Ehrlich's protagonist and narrator is in reality, we're assured, Hiram Ulysses Grant, an underachieving misfit who profited from a tragic accident by appropriating the identity of his much-admired namesake and neighbor—renowned as ‘Useful,’ in contrast to his usurper (locally dubbed ‘Useless’). If you buy this particular stretcher, you'll enjoy Ehrlich's/Useless's vividly detailed re-creations of Grant's serendipitous career at West Point, distinguished service in the Mexican War (a sequence that compares interestingly with Jeff Shaara's Gone for Soldiers, p. 506), business failures and descent into alcoholism, greater military success as Civil War Commander of the Union Army of the Potomac, and postwar tenure as a chief executive hamstrung by widespread graft and `an endless parade of speculators, victimized Negroes, and displaced Indians.’ Ehrlich gives this Grant a marvelously flexible and sardonic colloquial voice, and enlivens his story with briskly retold heroic tales (the campaigns of Shiloh and Vicksburg are especially well depicted).
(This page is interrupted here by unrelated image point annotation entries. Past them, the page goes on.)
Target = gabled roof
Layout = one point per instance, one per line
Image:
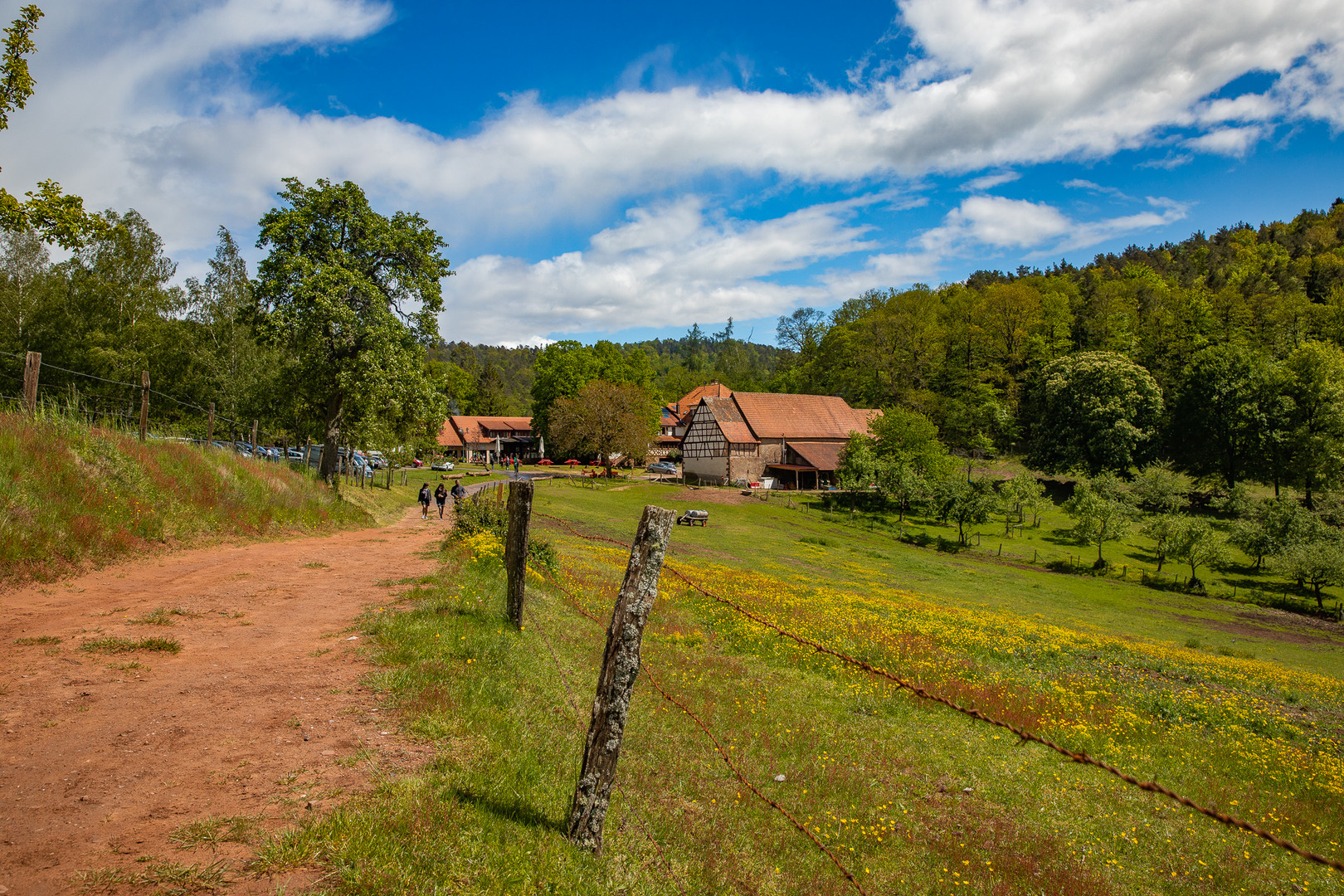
(472, 429)
(824, 455)
(693, 398)
(448, 436)
(774, 416)
(728, 418)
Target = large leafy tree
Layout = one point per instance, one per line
(1097, 411)
(353, 296)
(605, 419)
(1224, 410)
(1315, 387)
(58, 217)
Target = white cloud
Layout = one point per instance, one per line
(1226, 141)
(663, 266)
(127, 116)
(1023, 225)
(990, 182)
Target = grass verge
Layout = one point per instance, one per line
(73, 494)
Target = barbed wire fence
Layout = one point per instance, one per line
(923, 694)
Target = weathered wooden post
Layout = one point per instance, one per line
(616, 681)
(144, 405)
(515, 546)
(32, 368)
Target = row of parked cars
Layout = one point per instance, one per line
(362, 461)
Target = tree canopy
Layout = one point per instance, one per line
(353, 297)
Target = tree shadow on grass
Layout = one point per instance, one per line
(515, 811)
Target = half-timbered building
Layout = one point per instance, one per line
(795, 440)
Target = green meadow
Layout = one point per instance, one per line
(1233, 705)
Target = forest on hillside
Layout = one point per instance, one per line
(1220, 353)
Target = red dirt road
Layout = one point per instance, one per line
(261, 713)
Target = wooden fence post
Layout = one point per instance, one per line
(32, 368)
(144, 405)
(616, 681)
(515, 546)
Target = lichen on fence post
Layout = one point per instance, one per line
(616, 681)
(515, 546)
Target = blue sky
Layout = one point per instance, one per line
(621, 171)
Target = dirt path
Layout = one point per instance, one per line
(261, 713)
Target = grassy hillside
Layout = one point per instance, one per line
(73, 496)
(1234, 707)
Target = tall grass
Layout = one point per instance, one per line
(74, 494)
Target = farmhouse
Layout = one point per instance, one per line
(745, 437)
(477, 437)
(675, 414)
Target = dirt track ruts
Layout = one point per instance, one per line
(261, 712)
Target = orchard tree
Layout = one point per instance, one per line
(1196, 543)
(1164, 529)
(1101, 512)
(964, 503)
(353, 296)
(1160, 488)
(1315, 563)
(605, 419)
(1094, 411)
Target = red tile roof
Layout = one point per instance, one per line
(448, 436)
(472, 429)
(730, 421)
(774, 416)
(824, 455)
(693, 398)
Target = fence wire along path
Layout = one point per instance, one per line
(929, 696)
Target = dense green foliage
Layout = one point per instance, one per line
(353, 297)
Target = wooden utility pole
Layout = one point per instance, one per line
(32, 368)
(144, 405)
(616, 681)
(515, 546)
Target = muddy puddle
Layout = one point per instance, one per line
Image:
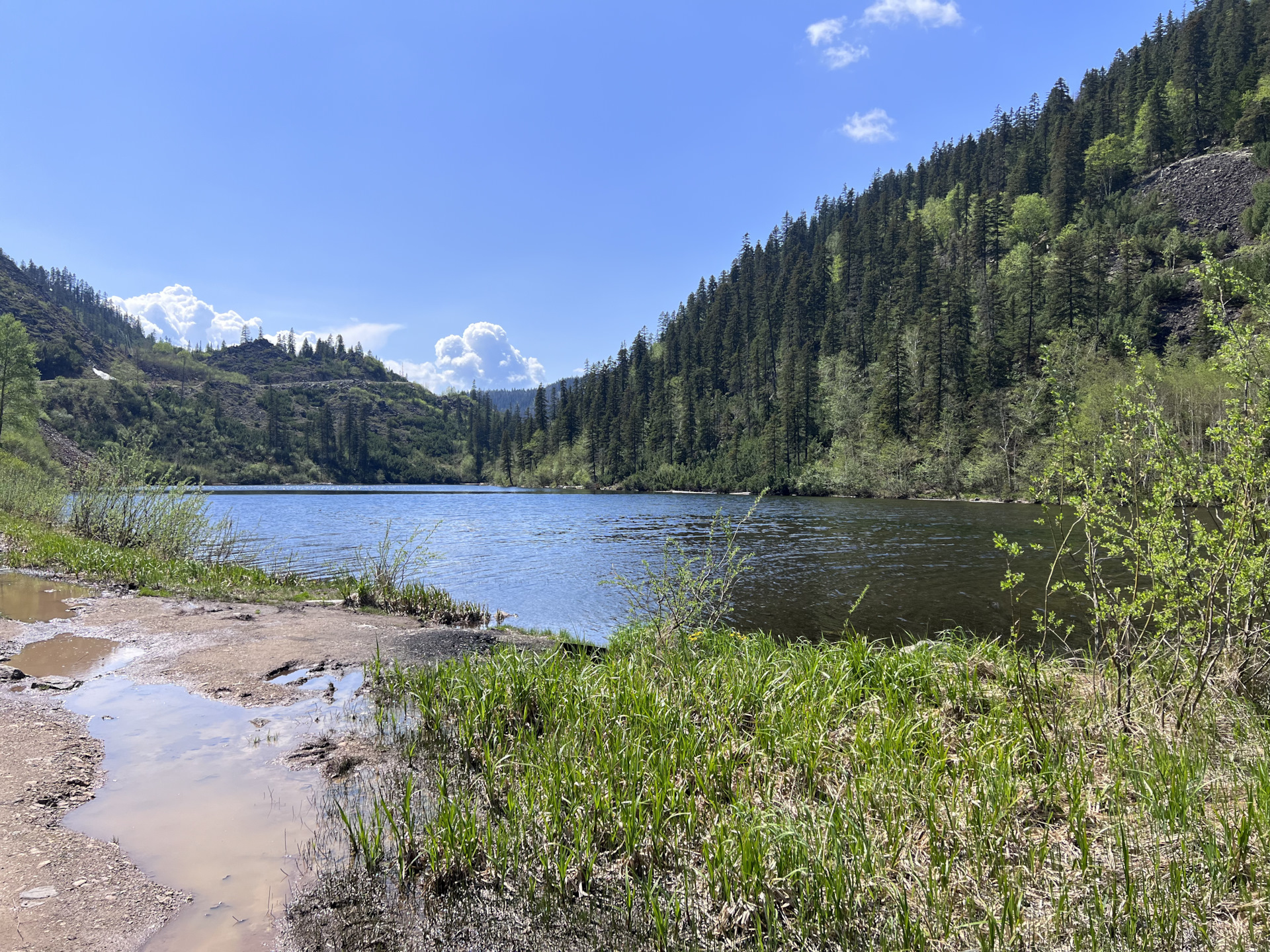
(197, 795)
(70, 656)
(27, 598)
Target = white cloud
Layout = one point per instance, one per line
(845, 55)
(929, 13)
(179, 317)
(836, 56)
(483, 354)
(825, 31)
(874, 126)
(178, 314)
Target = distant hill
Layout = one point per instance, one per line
(255, 412)
(74, 327)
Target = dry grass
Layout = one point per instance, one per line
(733, 791)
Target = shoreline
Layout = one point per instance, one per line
(222, 651)
(595, 491)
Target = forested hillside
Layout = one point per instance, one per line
(893, 340)
(257, 412)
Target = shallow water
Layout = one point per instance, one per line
(542, 554)
(27, 598)
(67, 655)
(198, 799)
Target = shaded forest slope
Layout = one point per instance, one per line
(893, 342)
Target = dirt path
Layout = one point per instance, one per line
(48, 762)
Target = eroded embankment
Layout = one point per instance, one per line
(197, 740)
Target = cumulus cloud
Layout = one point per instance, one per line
(927, 13)
(483, 354)
(825, 31)
(177, 314)
(874, 126)
(845, 55)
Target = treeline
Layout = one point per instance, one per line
(91, 307)
(890, 342)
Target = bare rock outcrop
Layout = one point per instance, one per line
(1209, 190)
(64, 450)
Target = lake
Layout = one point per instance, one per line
(542, 554)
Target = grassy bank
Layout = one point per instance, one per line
(31, 545)
(732, 790)
(126, 526)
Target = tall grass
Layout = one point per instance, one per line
(34, 546)
(28, 493)
(382, 578)
(120, 503)
(730, 789)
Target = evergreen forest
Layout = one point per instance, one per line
(902, 339)
(897, 340)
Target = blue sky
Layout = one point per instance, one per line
(563, 171)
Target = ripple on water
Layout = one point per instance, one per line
(28, 598)
(198, 799)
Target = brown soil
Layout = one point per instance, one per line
(48, 766)
(48, 763)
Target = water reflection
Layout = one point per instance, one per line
(28, 598)
(65, 655)
(541, 554)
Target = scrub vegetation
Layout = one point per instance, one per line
(691, 786)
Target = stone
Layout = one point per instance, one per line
(56, 682)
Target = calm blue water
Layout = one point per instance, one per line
(542, 554)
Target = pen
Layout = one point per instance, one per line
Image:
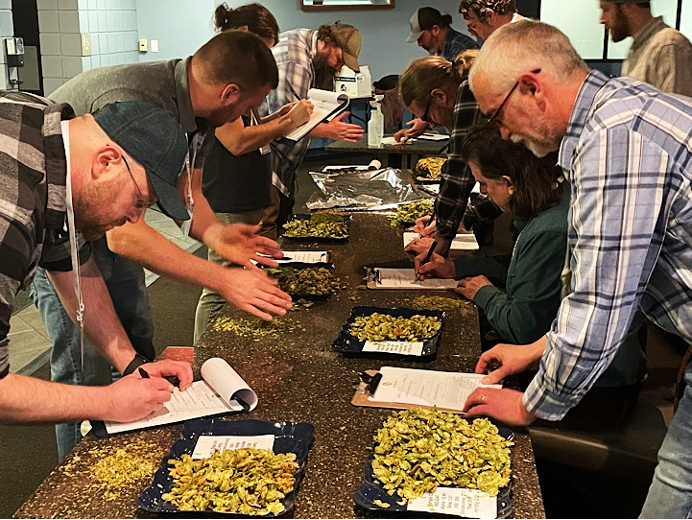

There are several fine flinty characterizations, notably that of Grant's military colleague (and perhaps dark other half ?), the foulmouthed, manic-depressive General William T. Sherman. But two grievous errors stand out: Ehrlich's inexplicable decision to portray Abraham Lincoln as a cackling, vainglorious redneck (a blot on the novel barely qualified by Grant's later testimony to Lincoln's greatness), and the several coincidental reappearances, in different circumstances and guises, of ‘the real’ Ulysses S. Grant—and the manner in which this eccentric plot constituent is permitted to jerry-rig the harshly ironic conclusion.

It's still a pretty good book, especially in its lively first half. Ehrlich has invaded Thomas Berger’s territory and emerged (as might be expected) without victory, but without disgracing himself either.